Introducing Tcl 8.7 Part 7: numbers
This is the seventh in a series of posts about new features in the upcoming version 8.7 of Tcl. This post deals with some additional facilities, albeit minor, in handling of numbers.
To take Tcl 8.7 for a spin, you can download a pre-alpha binary for your platform. Alternatively, you can build it yourself from the
core-8-branchbranch in the Tcl fossil repository.
Introduction of 0d as a decimal radix prefix
Tcl 8.6 recognized the use of 0b, 0o and 0x (and upper case variants) as binary, octal and hexadecimal radix prefixes respectively. These were recognized in numeric literals, expr and format commands etc. Tcl 8.7 adds recognition of 0d as a decimal radix prefix.
This makes Tcl's support for radix prefixes consistent. In addition, it simplifies treatment of decimal numbers from an external source such as a CSV file. For example, consider the fragment below that prints the increments an input number:
% set val [gets stdin] ; expr {$val * 2}
0123
166
Most people would be surprised by the result which is a consequence of Tcl treating 0123 as a octal number. Fixing this in Tcl 8.6 requires the use of scan to ensure the input is treated as decimal.
% set val [gets stdin]
0123
0123
% scan $val %d val
1
% puts [expr {2*$val}]
246
In Tcl 8.7, we can force interpretation of the input as decimal a little more simply with the 0d prefix.

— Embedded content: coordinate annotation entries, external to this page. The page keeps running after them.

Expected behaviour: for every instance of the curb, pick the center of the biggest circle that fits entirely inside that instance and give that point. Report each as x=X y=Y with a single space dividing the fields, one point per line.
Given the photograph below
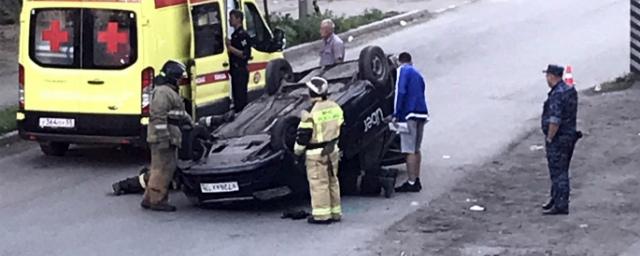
x=315 y=46
x=9 y=138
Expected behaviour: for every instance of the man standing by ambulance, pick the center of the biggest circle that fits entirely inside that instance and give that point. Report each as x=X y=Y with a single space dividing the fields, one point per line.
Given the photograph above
x=167 y=114
x=239 y=48
x=318 y=135
x=333 y=50
x=412 y=114
x=558 y=123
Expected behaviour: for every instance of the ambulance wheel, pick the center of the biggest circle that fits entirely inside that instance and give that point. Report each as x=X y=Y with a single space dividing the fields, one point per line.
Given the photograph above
x=54 y=148
x=374 y=66
x=278 y=70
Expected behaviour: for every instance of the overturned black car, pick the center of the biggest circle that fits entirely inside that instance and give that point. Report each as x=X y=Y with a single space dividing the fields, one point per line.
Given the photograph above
x=252 y=156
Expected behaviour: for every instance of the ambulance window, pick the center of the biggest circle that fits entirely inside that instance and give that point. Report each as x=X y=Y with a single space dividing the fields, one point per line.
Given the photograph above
x=207 y=28
x=53 y=40
x=113 y=40
x=256 y=28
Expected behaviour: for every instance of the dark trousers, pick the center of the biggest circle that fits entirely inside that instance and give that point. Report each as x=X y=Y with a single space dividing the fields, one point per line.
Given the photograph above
x=559 y=154
x=239 y=87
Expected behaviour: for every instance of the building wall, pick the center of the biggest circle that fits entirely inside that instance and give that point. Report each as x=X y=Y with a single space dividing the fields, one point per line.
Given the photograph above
x=635 y=36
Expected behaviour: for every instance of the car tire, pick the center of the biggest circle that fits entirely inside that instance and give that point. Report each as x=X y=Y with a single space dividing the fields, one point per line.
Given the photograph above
x=374 y=66
x=277 y=71
x=54 y=148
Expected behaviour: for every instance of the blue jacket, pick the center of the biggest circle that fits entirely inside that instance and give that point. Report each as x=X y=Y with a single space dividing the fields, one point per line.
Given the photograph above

% set val 0d[gets stdin] ; expr {$val * 2}
0123
246No, not a earth-shattering feature but nice to have the consistency and Tclers have a fetish for consistency!
Classifying floating point numbers
The other addition related to numerics is ability to classify floating point numbers. Personally, I have never found a need for these but then again I have zero experience with serious numerical computation which is where I imagine these would be handy.
I assume the reader knows what the terms normal, subnormal, finite, infinite mean. If not, it's unlikely you will need to use these :-)
TIP 521 defines one new command, fpclassify and six additional functions to in the ::tcl::mathfunc namespace.
The fpclassify command returns a value that indicates the class to which a floating point number belongs. This class may be one of zero, normal, infinite, subnormal and nan.
The first four are easy enough to demonstrate.
% fpclassify 0
zero
% fpclassify 1.0
normal
% fpclassify [expr {1.0/0.0}]
infinite
% fpclassify 5e-324
subnormal
The nan classification cannot currently be generated at the script level via a mathematical computation because an expression such as expr 0.0/0.0 generates an error (by design). TIP 520 proposes changing this to return a NaN instead but that TIP is still pending for acceptance into 8.7. Nevertheless, NaN can still occur in values, those passed from external C libraries for example. For demonstration purposes, we resort to some bit twiddling.
% binary scan [binary decode hex 7ff0000000000001] Q dbl_nan
1
% set dbl_nan
NaN(1)
% fpclassify $dbl_nan
nan
Related to this classification, Tcl 8.7 adds five functions to the ::tcl::mathfunc namespace - isfinite, isinf, isnan, isnormal, issubnormal - that return booleans that reflect whether the passed value falls into that category.
% expr {isnan($dbl_nan)}
1
% expr {isfinite(1.0/0.0)}
0
% expr {isinf(1.0/0.0)}
1
One additional function, isunordered takes two values and returns a true boolean value if the two values cannot be compared. In particular, consider comparison with Inf or NaN.
% expr {isunordered(Inf,0)}
0
% expr {isunordered($dbl_nan,0)}
1
% expr {isunordered($dbl_nan,$dbl_nan)}
1
Note the last example where NaN is not comparable to even itself.